Showing posts with label Paul McCartney. Show all posts
Showing posts with label Paul McCartney. Show all posts

Friday, 4 May 2007

Getting better all the time

So Paul McCartney won a Classical Brit for Best Album last night. His Ecce Cor Meum inspired much critical bitching (he didn’t orchestrate it himself, he wrote vocal lines that were impossible for choirboys to sing, wasn’t Lennon the talented one anyway, etc.). But it won over the shadowy judging panel of the British Recording Industry Trust and Sir Paul walked away with another trophy for his groaning mantelpiece.

Fair play to him. It did get me thinking, though. The quality of McCartney's musical output is generally acknowledged to have diminished as he has moved into middle age. Almost all prominent classical composers, on the other hand, have got better and better as they got older. There’s rarely a sense of a talent burnt out within a few years, and often the last testaments of composers are their most innovative work. Beethoven’s Late Quartets. Verdi’s Falstaff. Wagner’s Parsifal. The incredible story of Janacek who suddenly found success in his sixties as he created some exquisite quartets, and some exquisitely painful operas.

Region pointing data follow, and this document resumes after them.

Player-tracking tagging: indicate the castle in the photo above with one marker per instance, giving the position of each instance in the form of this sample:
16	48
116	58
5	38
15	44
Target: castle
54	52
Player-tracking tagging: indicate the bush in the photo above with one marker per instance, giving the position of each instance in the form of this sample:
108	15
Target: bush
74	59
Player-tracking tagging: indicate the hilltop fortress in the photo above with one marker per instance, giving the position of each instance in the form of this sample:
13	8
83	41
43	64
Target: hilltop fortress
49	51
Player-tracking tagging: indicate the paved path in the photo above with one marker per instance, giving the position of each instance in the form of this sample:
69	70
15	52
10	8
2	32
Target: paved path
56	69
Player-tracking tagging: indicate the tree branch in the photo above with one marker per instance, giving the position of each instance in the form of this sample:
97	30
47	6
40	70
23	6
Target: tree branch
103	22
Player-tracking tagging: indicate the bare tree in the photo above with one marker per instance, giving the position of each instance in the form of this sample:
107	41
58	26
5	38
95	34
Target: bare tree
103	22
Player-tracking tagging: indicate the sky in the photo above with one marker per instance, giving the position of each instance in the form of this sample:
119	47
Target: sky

But not one pop musician has anything like this progressive trajectory. Think of the greats and there’s not one whose best work has been in his or her later years. Not The Beatles, not Prince, not Dylan, not Madonna. Even those who just write rather than perform (and who you’d think might be immune from the modern quest for youth and novelty) seem to lose their muse as they age – witness Burt Bacharach. Any ideas why? Is classical music more about the craft than the inspiration? Or does pop music bring such worldly rewards that successful artists just can’t be bothered any more?